Robotic lung cancer surgery is available in India. Not everywhere, but at select surgical oncology centres that have invested in the platform and the surgical volume to use it properly. The procedure is called RATS, Robotic-Assisted Thoracoscopic Surgery. Small port incisions in the chest wall. No rib spreading. No large open cut. Stage I and II non-small cell lung cancer is where it works best, provided lung function holds up and the tumour sits in an accessible location.
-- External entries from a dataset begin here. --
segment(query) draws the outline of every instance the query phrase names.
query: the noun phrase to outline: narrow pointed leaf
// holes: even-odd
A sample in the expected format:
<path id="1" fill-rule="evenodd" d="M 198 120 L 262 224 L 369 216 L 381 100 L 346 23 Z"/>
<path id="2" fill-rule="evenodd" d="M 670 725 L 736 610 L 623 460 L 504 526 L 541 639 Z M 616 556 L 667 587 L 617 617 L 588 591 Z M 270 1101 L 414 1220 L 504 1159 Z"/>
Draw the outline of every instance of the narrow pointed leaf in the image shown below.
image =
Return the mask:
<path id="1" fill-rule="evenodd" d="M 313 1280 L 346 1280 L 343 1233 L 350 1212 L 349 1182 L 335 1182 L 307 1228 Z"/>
According to Prof. Dr. Sandeep Nayak, Surgical Oncologist in India, “Robotic and VATS approaches have replaced open thoracotomy as the standard for operable early-stage lung cancer at high-volume centres. The chest is a space where robotic instruments genuinely outperform human hands in terms of reach and precision. Patients who qualify for robotic lung surgery avoid the rib spreading of open surgery. That’s the main driver of pain and the prolonged recovery that used to come with chest operations.”

If your lung cancer is operable, robotic surgery is worth understanding before you decide.

Who Qualifies for Robotic Lung Cancer Surgery?

Not every lung cancer patient fits. Several factors decide it.

  • Stage I or II non-small cell lung cancer: Early stage disease, confined to the lung or with limited lymph node involvement. Robotic surgery is used with curative intent here. Stage III or IV with widespread spread needs systemic treatment first, surgery comes later if at all.
  • Adequate lung function: Pulmonary function tests, FEV1 and DLCO specifically, confirm the patient can tolerate losing a lobe. The remaining lung has to handle the full load afterwards.
  • Accessible tumour location: Peripheral tumours in the outer lung zones are the cleanest robotic candidates. Central tumours near major vessels or the main airway may need open surgery for safety.
  • No prior major chest surgery: Previous thoracotomy, thick pleural adhesions or significant scarring make port placement risky. Working space collapses. These cases often go open from the start or convert mid-procedure.

For patients whose lung cancer workup leads to a surgical decision, robotic cancer surgery covers all thoracic cancer types including lung, oesophageal and mediastinal tumours.

What Happens During and After Robotic Lung Surgery?

The operation and recovery look very different from open chest surgery.

  • The procedure: Three to four small port incisions. Robotic arms go in. No rib spreading at any point. The affected lobe, segment or wedge is removed with complete lymph node dissection. Two to four hours in theatre depending on how much lung comes out.
  • Discharge timeline: Most robotic lobectomy patients go home in 3 to 5 days. Open thoracotomy? Seven to ten. The gap is directly explained by the absence of rib spreading and the smaller wounds.
  • Pain and function: Significantly less post-operative pain. Oral analgesia within 24 to 48 hours for most patients. Shoulder and arm movement returns faster because the chest wall muscles aren’t divided the way open surgery requires.
  • Oncological outcomes: Lymph node clearance, resection margins, long-term survival. All equivalent to open surgery for the same stages. The advantage is in recovery. Not in cancer control. That’s the honest comparison.

For patients weighing robotic against open surgery for lung cancer or other cancers, our blog on open vs robotic surgery walks through the evidence side by side.

Why Choose Dr. Sandeep Nayak for Lung Cancer Surgery?

Dr. Sandeep Nayak has spent 24 years in surgical oncology. He holds DNB qualifications in Surgical Oncology and General Surgery, plus a fellowship in Laparoscopic and Robotic Onco Surgery. He performs VATS and RATS lobectomy, segmentectomy and wedge resection for lung cancer with full mediastinal lymph node dissection integrated into each operation, and has built robotic thoracic surgery into routine practice rather than treating it as an occasional procedure.

Surgical volume in robotic thoracic surgery matters more than in most specialties. The learning curve is steep and the chest leaves little room for error. Patients who choose a surgeon doing this at real volume get a different operation from one done occasionally. Call +91 8104310753 to book your consultation.

Frequently Asked Questions

Can lung cancer be removed robotically in India?

Yes, robotic RATS lobectomy is available at select centres in India.

Who is eligible for robotic lung cancer surgery?

Stage I or II NSCLC with good lung function and accessible tumour location.

What is RATS in lung cancer surgery?

Robotic-assisted thoracoscopic surgery using small chest ports and no rib spreading.

Is recovery faster with robotic lung surgery?

Yes, most patients discharge in 3 to 5 days versus 7 to 10 open.

Disclaimer: This blog is for informational purposes only and is not a substitute for professional medical advice.